Trudging toward them on the trail, a teenage boy, a bike slung over his shoulder, looked up at Eric. What struck Eric first was the boy’s unwashed hair plastered to his forehead. Smaller details, the cassette player hanging from his belt, the wire leading to the speakers around his neck and the Air Jordan sneakers he noted, but what Eric concentrated on most were the boy’s sunken and exhausted eyes. No one had ever looked so alone to him; so abandoned, lost and alone.

The boy glanced down. Eric almost called out to him, but he realized there was nothing he could say. Eric wasn’t even sure if the boy could hear him. He doubted it. Then his eyes watered, and he blinked the tears away.

The boy was gone.

From the old watch post, U.S. 6’s appearance had changed considerably. Despite the height, Eric could see weeds pushing through the asphalt and rocks cluttering the road. Eric found it hard to imagine the same road crowded with traffic. He remembered the scene, but he couldn’t feel it anymore.

“Come on, Grandpa,” yelled Dodge. “I want to see the cave.” He and Rabbit stood at the cavern’s entrance holding hastily constructed torches. Eric guessed they might give them five minutes of light if they were lucky.

Dodge said, “I’ve never been in a cave before.”

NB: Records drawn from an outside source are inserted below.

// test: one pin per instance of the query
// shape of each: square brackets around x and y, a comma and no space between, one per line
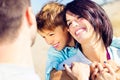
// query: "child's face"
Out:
[58,37]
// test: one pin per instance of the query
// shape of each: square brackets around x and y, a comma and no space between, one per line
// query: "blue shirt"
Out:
[56,59]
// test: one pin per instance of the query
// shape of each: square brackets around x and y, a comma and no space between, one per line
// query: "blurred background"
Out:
[40,48]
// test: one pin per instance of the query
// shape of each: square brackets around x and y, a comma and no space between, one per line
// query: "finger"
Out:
[93,66]
[67,69]
[100,67]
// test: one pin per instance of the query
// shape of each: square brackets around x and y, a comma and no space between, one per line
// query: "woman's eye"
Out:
[68,24]
[51,34]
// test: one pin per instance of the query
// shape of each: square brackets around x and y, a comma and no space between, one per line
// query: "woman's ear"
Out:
[30,16]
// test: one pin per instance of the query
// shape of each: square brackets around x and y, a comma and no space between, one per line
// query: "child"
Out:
[54,30]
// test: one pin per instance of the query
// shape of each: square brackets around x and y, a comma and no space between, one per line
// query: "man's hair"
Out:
[50,16]
[11,13]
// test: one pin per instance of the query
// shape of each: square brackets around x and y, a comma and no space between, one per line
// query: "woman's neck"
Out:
[95,50]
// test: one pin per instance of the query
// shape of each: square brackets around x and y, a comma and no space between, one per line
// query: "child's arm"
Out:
[59,75]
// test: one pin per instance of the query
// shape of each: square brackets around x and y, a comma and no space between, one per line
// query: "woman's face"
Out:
[79,28]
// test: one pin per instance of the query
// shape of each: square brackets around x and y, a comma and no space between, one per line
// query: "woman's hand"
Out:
[78,71]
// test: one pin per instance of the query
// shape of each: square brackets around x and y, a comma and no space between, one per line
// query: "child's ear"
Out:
[30,16]
[68,29]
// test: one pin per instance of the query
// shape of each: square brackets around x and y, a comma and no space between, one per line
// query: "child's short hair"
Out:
[50,16]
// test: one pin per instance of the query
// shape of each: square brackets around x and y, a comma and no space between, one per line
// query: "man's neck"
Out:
[16,54]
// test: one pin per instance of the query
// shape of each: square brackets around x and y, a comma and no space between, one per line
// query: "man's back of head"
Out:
[17,33]
[11,14]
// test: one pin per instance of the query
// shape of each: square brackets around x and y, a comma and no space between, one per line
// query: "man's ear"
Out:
[30,16]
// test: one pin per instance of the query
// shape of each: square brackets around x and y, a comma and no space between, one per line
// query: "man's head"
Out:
[51,25]
[12,16]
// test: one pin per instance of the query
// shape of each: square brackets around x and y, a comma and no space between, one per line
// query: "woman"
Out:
[90,26]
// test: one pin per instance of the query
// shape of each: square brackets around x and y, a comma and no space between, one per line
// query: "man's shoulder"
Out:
[13,72]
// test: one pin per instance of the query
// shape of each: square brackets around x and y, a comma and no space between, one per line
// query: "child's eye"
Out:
[69,24]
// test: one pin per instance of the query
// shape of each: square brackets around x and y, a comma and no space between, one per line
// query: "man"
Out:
[17,35]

Rabbit lit one torch, handed the unlit ones to Dodge and Eric, then led them into the crawl way. On his hands and knees, Eric followed Dodge. The acrid smoke from the torch stung his eyes, and he couldn’t see anything anyway, so he squeezed them shut and continued to crawl.

He butted into something soft. “What…” Suddenly, Dodge’s rump pushed into him. “What…” Eric said again.

Dodge screeched, “Back! Back! Back!” Deeper in the cave, Rabbit swore. Eric tried to turn around, whapped his head against the rock wall, then backed up as fast as he could. The stone roof snagged his shirt and pulled it snug against his armpits before ripping. Dodge smashed Eric’s fingers twice and kicked him in the chin as they retreated.